“I’m a single mother of two and work full time. How can I make the most of what little time I have to get my class work done at night?” —Jenny F., SUNY Empire State College, New York 

First, let me say that you are an amazing person to juggle both parenting and working with college. I have had the privilege of working with lots of single parents who were providing for their families and fulfilling their dreams through a college degree. Many have managed to do all at the same time, and I know that you can, too. However, there are some tips that can help you manage these duties more effectively:

Get organized

If you are not an organized person already, get or make a planner so you can schedule all your responsibilities and activities throughout the semester. More than anyone, you as a single parent will want to know when assignments are due and when you will need to study for upcoming tests. Knowing ahead of time will greatly reduce your day-to-day stress levels.

Make it a game

If your kids are old enough, consider creating a game out of studying. For example, ask your kids to read (write, draw, or solve puzzles) quietly and when time is up, each of you can take turns sharing what you learned or accomplished.

Trade with a friend

Do you have a trusted friend or relative who can entertain your kids while you focus on your coursework? Find someone you can trade tasks with.
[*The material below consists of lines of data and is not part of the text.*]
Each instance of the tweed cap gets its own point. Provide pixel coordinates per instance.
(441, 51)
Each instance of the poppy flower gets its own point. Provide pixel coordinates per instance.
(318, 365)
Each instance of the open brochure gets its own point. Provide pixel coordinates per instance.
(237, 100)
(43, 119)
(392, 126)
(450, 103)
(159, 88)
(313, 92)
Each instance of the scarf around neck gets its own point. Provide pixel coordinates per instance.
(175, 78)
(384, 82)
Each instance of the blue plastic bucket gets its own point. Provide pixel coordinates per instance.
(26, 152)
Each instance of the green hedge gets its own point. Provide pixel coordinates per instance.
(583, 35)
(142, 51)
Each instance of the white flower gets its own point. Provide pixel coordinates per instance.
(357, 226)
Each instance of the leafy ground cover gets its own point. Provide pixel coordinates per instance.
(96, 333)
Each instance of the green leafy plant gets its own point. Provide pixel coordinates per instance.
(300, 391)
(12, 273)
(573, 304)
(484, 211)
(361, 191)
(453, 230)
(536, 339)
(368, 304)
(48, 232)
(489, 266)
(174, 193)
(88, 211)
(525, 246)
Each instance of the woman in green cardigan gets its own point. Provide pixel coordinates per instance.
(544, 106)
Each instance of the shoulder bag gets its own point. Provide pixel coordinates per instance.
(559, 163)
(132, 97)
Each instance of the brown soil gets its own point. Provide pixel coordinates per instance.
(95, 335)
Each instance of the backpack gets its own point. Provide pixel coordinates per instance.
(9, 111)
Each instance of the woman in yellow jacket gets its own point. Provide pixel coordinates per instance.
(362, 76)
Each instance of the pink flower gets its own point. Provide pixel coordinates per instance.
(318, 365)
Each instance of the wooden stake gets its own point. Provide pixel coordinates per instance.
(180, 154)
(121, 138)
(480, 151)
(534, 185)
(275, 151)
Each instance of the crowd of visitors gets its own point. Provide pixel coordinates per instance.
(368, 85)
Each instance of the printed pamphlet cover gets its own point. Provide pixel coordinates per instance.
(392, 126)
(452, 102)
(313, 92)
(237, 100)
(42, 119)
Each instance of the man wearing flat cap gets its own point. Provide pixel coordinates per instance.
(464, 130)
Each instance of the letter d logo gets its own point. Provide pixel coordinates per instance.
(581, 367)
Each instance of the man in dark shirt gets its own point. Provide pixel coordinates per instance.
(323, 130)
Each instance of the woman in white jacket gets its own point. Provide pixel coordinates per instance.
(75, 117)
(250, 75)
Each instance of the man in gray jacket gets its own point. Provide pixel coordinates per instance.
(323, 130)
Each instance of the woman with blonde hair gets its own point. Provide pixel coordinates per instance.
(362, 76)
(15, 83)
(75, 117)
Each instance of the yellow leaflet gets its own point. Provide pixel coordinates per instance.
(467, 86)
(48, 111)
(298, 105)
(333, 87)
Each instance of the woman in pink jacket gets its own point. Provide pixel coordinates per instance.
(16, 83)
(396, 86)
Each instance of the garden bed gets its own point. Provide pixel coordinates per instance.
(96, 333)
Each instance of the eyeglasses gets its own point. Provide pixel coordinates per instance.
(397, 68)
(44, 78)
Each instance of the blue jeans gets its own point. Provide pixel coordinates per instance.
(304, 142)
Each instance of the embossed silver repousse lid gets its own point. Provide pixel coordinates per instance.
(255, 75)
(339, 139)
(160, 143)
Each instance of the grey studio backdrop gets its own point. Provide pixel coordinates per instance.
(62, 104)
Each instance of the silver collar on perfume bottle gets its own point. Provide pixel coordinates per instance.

Maybe you can take turns watching each other’s kids or you can help them with chores in exchange for time for you to complete an important task.

Take care of yourself

You have a lot to juggle and your health and well-being are of the utmost importance. Be sure that you are monitoring your stress levels and taking the opportunity to do those activities that de-stress you during the semester. A small treat such as a bubble bath or a favorite TV show or movie can often do wonders.

Also remember that you can ask for help at any time. Your professors, advisors, and counselors on campus can be your biggest supporters. Your friends and family can, too, and you should be empowered to reach out even before you think you need help to make sure you stay on track. Good luck!